SOLAPA: EL AUTOR Viriato Díaz-Pérez y Martín de la Herrería dedicó más de cincuenta años de su vida al Paraguay, enseñando o escribiendo sobre filosofía, literatura, filología o historia. Dejó su Madrid natal a principios de este siglo, en plena producción literaria. Escribió desde la muy temprana edad de trece años como siguiendo el ejemplo de sus progenitores; su padre, el fecundo escritor y cronista de Badajoz, don Nicolás Díaz-Pérez y su madre, la escritora doña Emilia Martín de la Herrería. Viriato Díaz-Pérez fue uno de los primeros críticos literarios que se ocupó de Juan Ramón Jiménez, apenas llegado éste de Moguer (Huelva) y siendo Juan Ramón casi desconocido en Madrid. La generación de Viriato Díaz-Pérez – la del 1898 – ha dejado testimonios diversos de su presencia generacional en poemas o en páginas dedicadas a él.
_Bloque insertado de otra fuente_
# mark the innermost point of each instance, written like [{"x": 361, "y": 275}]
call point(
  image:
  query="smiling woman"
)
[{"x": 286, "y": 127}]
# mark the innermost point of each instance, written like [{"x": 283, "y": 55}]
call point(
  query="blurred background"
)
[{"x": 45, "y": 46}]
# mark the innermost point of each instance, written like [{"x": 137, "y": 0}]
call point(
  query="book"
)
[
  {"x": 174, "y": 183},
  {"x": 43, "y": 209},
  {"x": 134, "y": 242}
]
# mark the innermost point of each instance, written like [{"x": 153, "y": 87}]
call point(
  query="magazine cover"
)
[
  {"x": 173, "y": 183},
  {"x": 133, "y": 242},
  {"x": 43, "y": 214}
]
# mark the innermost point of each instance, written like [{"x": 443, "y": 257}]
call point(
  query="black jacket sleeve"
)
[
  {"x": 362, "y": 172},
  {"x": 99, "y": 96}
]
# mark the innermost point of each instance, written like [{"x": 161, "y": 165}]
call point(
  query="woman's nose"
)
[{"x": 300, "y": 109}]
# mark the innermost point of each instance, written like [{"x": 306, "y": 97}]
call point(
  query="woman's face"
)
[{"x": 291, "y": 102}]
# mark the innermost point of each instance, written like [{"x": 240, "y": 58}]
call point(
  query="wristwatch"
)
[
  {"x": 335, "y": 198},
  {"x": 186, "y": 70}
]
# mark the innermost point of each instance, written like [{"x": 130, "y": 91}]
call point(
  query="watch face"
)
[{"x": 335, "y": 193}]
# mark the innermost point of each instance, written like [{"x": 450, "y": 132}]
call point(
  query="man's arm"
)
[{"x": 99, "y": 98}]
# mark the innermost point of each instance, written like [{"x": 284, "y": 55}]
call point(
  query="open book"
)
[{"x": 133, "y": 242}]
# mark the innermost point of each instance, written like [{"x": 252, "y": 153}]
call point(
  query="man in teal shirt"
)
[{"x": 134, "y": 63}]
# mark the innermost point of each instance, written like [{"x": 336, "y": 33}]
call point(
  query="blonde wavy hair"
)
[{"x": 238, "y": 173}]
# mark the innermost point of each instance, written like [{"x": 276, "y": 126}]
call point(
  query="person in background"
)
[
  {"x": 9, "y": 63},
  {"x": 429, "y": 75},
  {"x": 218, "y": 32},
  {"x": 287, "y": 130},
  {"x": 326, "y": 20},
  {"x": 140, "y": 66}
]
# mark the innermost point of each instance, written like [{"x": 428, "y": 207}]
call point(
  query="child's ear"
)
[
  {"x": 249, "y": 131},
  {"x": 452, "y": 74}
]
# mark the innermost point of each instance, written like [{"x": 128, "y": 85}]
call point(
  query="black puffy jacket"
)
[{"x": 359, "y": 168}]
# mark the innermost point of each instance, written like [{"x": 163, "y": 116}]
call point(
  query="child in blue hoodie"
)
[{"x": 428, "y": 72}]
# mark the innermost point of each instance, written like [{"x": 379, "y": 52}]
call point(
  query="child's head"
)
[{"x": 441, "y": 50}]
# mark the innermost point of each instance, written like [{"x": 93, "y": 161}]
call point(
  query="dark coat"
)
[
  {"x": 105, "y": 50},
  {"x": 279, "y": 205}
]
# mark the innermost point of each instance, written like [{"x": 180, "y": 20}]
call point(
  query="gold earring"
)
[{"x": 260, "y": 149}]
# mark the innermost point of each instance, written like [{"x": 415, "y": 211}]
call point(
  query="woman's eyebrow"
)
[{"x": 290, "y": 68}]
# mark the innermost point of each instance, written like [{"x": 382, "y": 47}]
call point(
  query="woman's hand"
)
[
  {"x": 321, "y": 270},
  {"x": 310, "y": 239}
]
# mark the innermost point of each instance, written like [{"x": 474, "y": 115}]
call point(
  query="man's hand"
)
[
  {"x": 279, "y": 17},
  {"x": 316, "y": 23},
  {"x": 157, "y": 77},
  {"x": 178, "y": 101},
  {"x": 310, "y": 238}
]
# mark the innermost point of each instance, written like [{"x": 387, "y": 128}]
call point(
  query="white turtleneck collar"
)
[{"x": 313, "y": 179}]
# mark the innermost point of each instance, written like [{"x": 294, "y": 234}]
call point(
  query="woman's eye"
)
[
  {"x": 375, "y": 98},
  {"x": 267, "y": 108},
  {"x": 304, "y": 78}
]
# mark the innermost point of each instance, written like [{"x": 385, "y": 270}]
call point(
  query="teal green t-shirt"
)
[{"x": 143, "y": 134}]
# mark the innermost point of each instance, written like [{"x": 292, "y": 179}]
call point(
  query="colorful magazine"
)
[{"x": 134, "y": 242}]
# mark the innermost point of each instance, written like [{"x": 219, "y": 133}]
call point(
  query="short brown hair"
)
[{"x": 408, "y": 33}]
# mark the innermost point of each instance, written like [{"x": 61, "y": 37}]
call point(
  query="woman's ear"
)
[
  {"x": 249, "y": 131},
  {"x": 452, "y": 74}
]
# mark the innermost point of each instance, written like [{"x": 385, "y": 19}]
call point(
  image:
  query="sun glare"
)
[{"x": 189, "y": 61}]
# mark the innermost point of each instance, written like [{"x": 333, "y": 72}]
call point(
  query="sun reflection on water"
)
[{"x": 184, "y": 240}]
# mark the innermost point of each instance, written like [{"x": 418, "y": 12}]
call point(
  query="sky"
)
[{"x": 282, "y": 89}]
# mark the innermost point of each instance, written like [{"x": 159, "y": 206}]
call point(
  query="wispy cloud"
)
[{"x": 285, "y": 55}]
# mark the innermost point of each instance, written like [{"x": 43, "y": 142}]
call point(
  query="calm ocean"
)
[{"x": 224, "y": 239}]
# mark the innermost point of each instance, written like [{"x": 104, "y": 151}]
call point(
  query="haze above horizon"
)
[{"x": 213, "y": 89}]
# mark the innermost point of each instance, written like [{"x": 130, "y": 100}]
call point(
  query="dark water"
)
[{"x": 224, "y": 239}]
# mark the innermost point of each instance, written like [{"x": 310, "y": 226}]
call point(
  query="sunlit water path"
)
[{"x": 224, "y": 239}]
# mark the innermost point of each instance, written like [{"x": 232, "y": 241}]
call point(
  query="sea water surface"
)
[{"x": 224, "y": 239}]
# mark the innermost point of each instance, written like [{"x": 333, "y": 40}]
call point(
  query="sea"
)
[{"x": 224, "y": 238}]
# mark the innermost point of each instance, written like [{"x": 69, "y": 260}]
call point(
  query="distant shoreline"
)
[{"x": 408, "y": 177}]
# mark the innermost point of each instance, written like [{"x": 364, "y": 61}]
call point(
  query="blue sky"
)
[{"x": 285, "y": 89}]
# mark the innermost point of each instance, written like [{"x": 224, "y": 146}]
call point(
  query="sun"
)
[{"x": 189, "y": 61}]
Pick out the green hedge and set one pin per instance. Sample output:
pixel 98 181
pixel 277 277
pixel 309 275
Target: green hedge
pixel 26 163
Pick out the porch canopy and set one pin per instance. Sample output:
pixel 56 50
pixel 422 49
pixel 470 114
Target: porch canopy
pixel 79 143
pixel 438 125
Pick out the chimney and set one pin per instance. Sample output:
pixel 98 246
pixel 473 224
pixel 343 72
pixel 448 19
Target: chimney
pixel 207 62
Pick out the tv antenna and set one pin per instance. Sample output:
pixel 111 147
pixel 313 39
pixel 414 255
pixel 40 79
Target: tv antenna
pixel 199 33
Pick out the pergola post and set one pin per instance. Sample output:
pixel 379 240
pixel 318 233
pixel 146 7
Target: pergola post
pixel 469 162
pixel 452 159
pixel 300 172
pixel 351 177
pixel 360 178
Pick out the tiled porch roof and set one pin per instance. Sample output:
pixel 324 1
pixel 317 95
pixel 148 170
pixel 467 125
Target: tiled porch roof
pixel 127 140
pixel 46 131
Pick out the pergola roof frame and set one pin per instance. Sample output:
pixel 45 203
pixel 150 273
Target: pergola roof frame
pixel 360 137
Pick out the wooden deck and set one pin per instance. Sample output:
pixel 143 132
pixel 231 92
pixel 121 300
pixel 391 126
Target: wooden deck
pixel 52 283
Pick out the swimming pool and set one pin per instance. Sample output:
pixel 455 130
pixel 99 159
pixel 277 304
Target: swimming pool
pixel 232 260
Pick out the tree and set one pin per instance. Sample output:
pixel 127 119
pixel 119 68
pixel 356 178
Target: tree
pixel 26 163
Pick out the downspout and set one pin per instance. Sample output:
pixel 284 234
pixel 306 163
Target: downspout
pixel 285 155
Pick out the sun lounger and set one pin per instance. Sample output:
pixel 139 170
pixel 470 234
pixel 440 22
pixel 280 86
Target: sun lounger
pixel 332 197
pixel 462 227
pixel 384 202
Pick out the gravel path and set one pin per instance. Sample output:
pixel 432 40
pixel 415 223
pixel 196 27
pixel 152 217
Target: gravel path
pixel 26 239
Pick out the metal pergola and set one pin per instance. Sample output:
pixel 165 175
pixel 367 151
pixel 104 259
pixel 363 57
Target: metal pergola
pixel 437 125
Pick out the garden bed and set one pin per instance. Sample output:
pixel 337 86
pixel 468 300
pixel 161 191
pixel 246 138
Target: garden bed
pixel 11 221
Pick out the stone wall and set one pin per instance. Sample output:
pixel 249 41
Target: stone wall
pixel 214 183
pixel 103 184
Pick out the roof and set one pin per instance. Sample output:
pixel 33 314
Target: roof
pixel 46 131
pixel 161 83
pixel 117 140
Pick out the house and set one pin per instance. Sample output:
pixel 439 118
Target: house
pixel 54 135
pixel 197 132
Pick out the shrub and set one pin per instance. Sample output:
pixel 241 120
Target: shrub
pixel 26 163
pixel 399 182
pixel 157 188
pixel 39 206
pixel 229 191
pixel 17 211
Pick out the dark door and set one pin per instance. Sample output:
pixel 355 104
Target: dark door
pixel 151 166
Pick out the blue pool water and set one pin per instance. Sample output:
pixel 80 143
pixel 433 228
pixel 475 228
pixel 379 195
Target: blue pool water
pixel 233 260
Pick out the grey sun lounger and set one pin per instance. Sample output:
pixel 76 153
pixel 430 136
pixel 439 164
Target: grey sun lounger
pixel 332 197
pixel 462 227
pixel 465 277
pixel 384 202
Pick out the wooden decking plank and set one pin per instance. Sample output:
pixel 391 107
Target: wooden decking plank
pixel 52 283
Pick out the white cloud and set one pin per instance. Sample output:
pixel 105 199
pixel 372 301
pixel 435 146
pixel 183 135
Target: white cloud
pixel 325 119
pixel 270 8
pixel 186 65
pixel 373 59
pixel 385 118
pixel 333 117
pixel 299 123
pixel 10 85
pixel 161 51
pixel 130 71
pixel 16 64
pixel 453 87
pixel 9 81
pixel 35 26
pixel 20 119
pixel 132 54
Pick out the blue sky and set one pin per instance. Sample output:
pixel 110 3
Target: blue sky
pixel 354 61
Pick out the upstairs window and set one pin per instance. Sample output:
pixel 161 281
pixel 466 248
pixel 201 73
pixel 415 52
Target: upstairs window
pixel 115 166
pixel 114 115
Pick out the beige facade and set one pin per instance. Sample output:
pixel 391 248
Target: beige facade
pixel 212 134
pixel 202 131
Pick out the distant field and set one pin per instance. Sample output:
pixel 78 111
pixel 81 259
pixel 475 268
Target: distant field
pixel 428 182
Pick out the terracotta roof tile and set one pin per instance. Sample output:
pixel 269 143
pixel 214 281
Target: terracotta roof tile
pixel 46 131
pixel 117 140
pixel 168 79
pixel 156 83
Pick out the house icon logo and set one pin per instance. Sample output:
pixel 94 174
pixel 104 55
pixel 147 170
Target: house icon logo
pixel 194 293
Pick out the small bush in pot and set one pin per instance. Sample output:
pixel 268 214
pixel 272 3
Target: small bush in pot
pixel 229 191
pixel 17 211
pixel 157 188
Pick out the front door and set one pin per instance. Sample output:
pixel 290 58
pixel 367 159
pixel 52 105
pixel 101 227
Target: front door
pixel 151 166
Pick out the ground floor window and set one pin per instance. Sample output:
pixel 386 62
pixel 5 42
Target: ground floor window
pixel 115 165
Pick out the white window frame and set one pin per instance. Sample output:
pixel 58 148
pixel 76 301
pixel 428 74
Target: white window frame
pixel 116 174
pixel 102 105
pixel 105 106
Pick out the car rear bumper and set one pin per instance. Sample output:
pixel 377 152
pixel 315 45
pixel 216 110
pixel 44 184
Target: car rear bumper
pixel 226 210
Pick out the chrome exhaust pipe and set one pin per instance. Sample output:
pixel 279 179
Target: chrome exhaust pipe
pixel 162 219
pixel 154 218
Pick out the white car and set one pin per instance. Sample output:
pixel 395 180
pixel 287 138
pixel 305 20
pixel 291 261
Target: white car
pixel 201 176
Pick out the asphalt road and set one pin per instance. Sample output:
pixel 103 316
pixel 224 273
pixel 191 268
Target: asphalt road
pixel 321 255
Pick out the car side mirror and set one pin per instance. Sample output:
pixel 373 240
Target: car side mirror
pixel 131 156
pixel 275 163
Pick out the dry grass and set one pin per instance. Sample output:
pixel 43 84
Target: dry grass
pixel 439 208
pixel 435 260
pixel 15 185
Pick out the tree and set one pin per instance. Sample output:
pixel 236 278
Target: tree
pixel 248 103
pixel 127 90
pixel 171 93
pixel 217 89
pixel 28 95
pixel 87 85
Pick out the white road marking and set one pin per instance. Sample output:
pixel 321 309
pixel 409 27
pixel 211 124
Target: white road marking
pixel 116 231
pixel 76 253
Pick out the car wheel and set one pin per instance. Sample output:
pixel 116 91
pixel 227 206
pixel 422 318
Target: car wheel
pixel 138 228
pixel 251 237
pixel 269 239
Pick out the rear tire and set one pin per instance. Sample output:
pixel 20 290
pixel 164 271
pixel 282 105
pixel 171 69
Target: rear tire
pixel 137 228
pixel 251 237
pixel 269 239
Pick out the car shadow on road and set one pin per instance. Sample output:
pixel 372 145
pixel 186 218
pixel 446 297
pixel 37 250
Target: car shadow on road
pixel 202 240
Doctor en Filosofía y Letras, egresó con nota sobresaliente en la Universidad Central de Madrid el 26 de noviembre de 1900. Presentó su tesis sobre Naturaleza y evolución del lenguaje rítmico. Fue distinguido alumno de don Marcelino Menéndez y Pelayo por quien siempre sintió gratitud y profundo respeto. Colaborador asiduo de Helios, Juventud, Sophia, Hojas selectas, etc., en España. Fundó, dirigió y colaboró en numerosas revistas paraguayas y sudamericanas: Revista del Paraguay, Revista del Instituto Paraguayo, Revista del Ateneo Paraguayo, Alcor, etc., etc. Muchas publicaciones periódicas vieron sus trabajos en una larga proyección de más de medio siglo de afán cultural no interrumpido. En Asunción (Paraguay) fue profesor de literatura y filología en el Colegio Nacional, Colegio de las Teresas, Colegio Fulgencio Yegros, Facultad de Filosofía y Letras, Facultad de Derecho y Ciencias Sociales, etc. El Gobierno español, poco antes de su fallecimiento, le extendió la Condecoración de la Cruz de Don Alfonso X el Sabio y la Universidad Nacional de Asunción le honró con un segundo doctorarlo, esta vez el de Honoris Causa. Amó la tierra paraguaya y nunca quiso salir de Asunción, ciudad de sus pesares y alegrías... Viñetas de la cubierta: Xilografías catalanas, Siglo XVIII.
NOTAS
1- Este y los demás ordinales que figuran entre paréntesis, encabezando los capítulos, corresponden a los de la primera edición de esta obra, publicada en un solo volumen. 2- Kirpatrick «Los dominios de España en América – Historia del Mundo en la Edad Moderna T. XXIlI pág. 352.